Tom Hanks comes out against woke censorship of old books: ‘Let me decide what I am offended by’

Actor Tom Hanks spoke with the BBC about his new novel and gave his thoughts on censoring older books, referencing his woke publisher Penguin Random House who recently “updated” books by Roald Dahl and PG Wodehouse to get rid of offensive terms.

Hanks’ first book is titled, “The Making of Another Major Motion Picture Masterpiece: A Novel.”

He told BBC host Rebecca Jones that he began writing the book in 2018 after the release of his collection of short stories titled, “Uncommon Type.”

“I wrote in between films, I wrote wherever I was, I wrote on planes, I wrote at home, I wrote on vacation, I wrote in hotel rooms, I wrote on long weekends when I wasn’t working,” Hanks recounted.

His novel addresses the making of a multimillion-dollar superhero action film. It bluntly talks about characters with egos, “cry-babies, psychological train wrecks, on-the-wagon alcoholics, off-the-wagon addicts,” and even discusses the topic of sexual harassment.

“So it’s a surprising admission when the affable voice of Woody in Toy Story confesses: ‘I have pulled every single one of those moments of behavior myself on a set,'” Jones wrote.

“Not everybody is at their best every single day on a motion picture set,” Hanks frankly confessed. “I’ve had tough days trying to be a professional when my life has been falling apart in more ways than one and the requirement for me that day is to be funny, charming, and loving – and it’s the last way I feel.”

The BBC host turned to the subject of censorship in books and asked Hanks about his publisher modifying classics.

“With such bad behavior in his novel, the actor-writer also believes it is unnecessary to airbrush classic books for modern audiences,” Jones commented.

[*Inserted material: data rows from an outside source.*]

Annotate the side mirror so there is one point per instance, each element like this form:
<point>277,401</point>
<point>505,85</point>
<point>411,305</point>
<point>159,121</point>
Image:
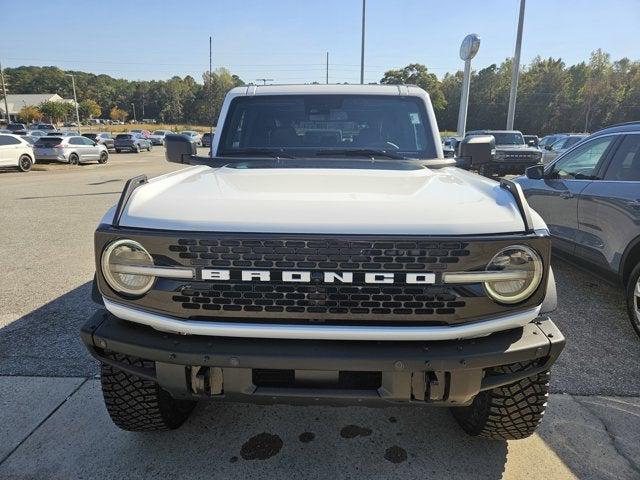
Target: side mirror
<point>476,149</point>
<point>535,172</point>
<point>178,148</point>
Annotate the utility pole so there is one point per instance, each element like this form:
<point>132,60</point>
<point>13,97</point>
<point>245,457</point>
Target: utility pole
<point>515,73</point>
<point>327,81</point>
<point>211,96</point>
<point>364,9</point>
<point>75,99</point>
<point>4,94</point>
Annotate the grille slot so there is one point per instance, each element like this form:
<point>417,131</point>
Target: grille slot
<point>310,299</point>
<point>349,255</point>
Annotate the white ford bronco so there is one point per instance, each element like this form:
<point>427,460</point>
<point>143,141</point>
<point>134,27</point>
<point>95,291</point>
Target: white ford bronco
<point>325,252</point>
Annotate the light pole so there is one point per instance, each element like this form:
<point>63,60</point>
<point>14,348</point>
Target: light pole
<point>515,73</point>
<point>4,94</point>
<point>468,50</point>
<point>364,9</point>
<point>75,99</point>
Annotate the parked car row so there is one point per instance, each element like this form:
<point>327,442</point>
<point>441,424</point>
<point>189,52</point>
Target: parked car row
<point>589,196</point>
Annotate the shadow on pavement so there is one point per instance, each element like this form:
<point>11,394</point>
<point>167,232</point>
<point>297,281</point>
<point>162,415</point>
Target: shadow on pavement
<point>46,341</point>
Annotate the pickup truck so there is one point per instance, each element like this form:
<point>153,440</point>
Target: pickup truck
<point>325,252</point>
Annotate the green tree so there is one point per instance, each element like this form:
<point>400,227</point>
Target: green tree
<point>55,111</point>
<point>118,114</point>
<point>417,74</point>
<point>89,109</point>
<point>30,113</point>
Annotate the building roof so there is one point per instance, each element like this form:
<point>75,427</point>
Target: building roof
<point>17,102</point>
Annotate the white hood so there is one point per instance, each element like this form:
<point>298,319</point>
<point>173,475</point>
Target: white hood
<point>341,201</point>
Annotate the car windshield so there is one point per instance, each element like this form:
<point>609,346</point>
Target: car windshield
<point>508,138</point>
<point>308,125</point>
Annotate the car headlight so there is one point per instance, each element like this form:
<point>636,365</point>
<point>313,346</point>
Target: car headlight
<point>520,270</point>
<point>123,266</point>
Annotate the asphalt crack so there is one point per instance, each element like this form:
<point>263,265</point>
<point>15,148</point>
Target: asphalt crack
<point>612,436</point>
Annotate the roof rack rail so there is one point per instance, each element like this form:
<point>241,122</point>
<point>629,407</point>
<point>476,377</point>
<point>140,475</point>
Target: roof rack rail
<point>128,190</point>
<point>521,202</point>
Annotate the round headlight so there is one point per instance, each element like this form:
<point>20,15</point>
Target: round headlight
<point>522,268</point>
<point>118,267</point>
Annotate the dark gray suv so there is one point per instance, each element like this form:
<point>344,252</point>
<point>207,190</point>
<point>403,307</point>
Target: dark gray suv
<point>590,199</point>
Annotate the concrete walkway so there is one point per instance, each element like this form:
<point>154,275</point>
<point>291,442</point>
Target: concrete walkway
<point>57,428</point>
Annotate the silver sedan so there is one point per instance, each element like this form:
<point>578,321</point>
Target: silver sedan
<point>73,150</point>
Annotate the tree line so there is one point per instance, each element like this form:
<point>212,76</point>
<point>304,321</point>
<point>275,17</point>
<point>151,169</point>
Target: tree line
<point>552,97</point>
<point>177,100</point>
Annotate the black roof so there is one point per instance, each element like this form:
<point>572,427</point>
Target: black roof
<point>620,128</point>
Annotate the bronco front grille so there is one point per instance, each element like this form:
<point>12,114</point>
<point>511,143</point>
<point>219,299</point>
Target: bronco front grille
<point>391,255</point>
<point>316,299</point>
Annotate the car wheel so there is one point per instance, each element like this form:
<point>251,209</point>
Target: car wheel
<point>25,163</point>
<point>137,404</point>
<point>633,298</point>
<point>509,412</point>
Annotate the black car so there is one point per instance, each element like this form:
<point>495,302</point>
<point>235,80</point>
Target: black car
<point>133,142</point>
<point>589,196</point>
<point>103,138</point>
<point>511,155</point>
<point>206,139</point>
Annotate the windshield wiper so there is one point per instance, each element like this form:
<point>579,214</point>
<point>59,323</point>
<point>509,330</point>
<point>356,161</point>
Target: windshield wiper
<point>267,152</point>
<point>361,152</point>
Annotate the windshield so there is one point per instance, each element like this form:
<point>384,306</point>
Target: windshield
<point>305,125</point>
<point>508,138</point>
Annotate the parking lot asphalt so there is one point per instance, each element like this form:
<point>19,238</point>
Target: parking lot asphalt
<point>47,218</point>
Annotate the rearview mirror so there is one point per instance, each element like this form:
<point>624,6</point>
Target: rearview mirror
<point>178,148</point>
<point>476,149</point>
<point>535,172</point>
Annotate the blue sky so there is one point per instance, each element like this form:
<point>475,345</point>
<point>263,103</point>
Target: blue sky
<point>287,39</point>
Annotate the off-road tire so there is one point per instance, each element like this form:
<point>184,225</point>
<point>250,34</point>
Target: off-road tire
<point>25,163</point>
<point>139,405</point>
<point>632,284</point>
<point>510,412</point>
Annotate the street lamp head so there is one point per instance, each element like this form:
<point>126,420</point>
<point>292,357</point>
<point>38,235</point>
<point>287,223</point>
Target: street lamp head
<point>469,47</point>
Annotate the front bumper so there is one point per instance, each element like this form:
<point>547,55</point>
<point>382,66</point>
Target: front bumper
<point>254,370</point>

“Novels by Ian Fleming and Agatha Christie have been updated, and Hanks’ own publisher Penguin Random House has altered the work of Roald Dahl and PG Wodehouse as part of an effort to remove potentially offensive language,” she noted.

“I’m of the opinion that we’re all grown-ups here. Let’s have faith in our own sensibilities as opposed to having somebody decide what we may or may not be offended by,” Hanks responded.

“Let me decide what I am offended by and what I’m not offended by. I would be against reading any book from any era that says ‘abridged due to modern sensitivities,’” he contended.

Fleming’s secret agent James Bond is mentioned in Hank’s book, too. He solidly believes that Idris Elba should be the next 007.

“Understand this,” Hanks said. “James Bond has a license to kill. I would issue that license to Idris Elba just based on the work that I’ve seen him do.”

Jones went on to ask Hanks about his next book as well.

“So what next? Another novel would be ‘nice’, but not for a few years due to a busy filming schedule,” Jones reported. “But the desire to write is always there, he says.”

“It’s just the best way to spend one’s time outside of being with those that you love and make you laugh,” Hanks remarked.